Thursday, October 4, 2012

What known issues remain to be addressed with the databank during beta release?

      First and foremost, this beta release affords the opportunity for broader community input to the databank process. Having many eyes on the prize, hands turning over the rocks and boots kicking the tires will make this thing better.  So, there will undoubtedly be a number of issues in addition to those highlighted here that will arise.  We welcome such feedback. There are a number of issues which we know we will address during beta:
  1. Where we have daily sources we will append provenance flags which specify how many daily reports went into each monthly value. This may prove useful to analysts down the line.
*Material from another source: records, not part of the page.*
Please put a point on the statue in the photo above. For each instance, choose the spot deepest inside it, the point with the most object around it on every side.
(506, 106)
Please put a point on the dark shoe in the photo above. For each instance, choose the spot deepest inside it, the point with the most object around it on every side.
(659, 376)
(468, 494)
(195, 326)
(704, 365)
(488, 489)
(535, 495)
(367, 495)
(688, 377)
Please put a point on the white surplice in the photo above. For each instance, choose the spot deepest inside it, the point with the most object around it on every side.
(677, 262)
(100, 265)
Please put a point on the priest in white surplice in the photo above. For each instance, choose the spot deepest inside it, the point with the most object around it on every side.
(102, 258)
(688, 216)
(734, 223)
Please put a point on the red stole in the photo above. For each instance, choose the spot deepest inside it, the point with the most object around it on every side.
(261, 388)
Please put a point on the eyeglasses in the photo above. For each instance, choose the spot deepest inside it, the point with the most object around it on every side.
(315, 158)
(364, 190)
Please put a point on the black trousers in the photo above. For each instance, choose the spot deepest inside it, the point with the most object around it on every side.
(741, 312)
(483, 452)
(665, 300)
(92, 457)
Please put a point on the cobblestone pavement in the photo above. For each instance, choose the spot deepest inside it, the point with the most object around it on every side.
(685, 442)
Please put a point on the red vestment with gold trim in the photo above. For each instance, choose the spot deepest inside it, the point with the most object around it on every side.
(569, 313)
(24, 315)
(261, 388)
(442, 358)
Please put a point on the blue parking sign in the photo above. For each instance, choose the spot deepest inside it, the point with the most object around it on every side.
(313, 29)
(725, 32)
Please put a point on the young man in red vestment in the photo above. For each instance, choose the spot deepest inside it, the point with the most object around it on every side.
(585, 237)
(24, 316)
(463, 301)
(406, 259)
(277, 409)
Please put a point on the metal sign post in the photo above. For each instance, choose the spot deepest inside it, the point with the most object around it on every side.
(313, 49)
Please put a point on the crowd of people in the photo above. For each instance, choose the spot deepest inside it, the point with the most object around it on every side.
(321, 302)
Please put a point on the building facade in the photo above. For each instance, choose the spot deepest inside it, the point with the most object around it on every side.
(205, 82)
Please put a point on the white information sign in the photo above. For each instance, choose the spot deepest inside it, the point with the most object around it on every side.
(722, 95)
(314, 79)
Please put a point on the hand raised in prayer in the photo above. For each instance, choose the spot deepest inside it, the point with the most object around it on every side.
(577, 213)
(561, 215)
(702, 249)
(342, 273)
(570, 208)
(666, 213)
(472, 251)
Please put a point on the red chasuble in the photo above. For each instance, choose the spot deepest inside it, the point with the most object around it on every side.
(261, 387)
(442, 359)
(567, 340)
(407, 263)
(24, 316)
Where we only have monthlies we will append this flag as a missing value indicator
  2. We will create a version which re-injects the element-wise provenance flags from the constituent stage 2 (source deck) holdings into stage 3 (merged) holdings. For computational efficiency it is impossible to carry the flags through the merge program, but, obviously, information is available to do this as post-processing.
  3. We are well aware that some stations will have poor geo-location metadata (i.e. Spanish stations in the Sahara or older station segments using a different meridian to Greenwich). At present no blacklisting is applied. But we will definitely apply such blacklisting to the first version merge. We are still in the process of collating a list of known geo-location errors to apply such a fix. One of two things will be done: a correction to the geo-location data where this is known and generally accepted; or force the code to withhold the station from the merge. If you find an apparent issue with a station’s location please let us know either through the blog or so that we can investigate and determine what to do.
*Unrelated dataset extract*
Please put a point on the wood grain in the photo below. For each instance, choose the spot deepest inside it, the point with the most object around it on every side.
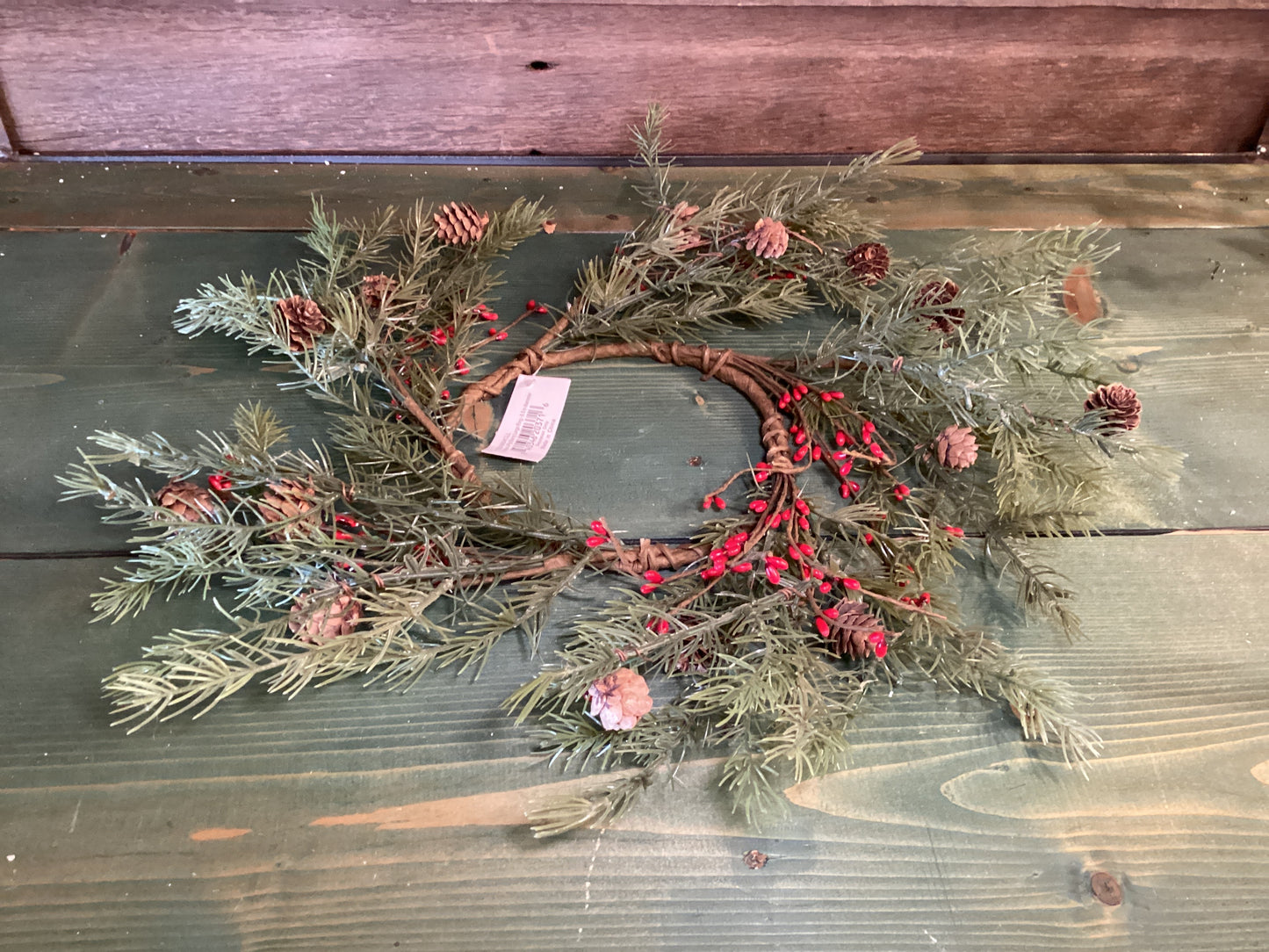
(93, 350)
(287, 77)
(242, 197)
(368, 819)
  4. We plan to release all the stage 1 to stage 2 conversion scripts for completeness. This will be done soon. There are only so many hours in the day and getting the merge in order has been the priority.
  5. We plan to create several output formats to aid usability. These are hoped to include cf compliant netcdf. For now the databank is made available in two ASCII-based formats.
  6. Instigation of a consistent station identifier system that is robust to future data additions and deletions and is consistent with daily identifiers moving forwards.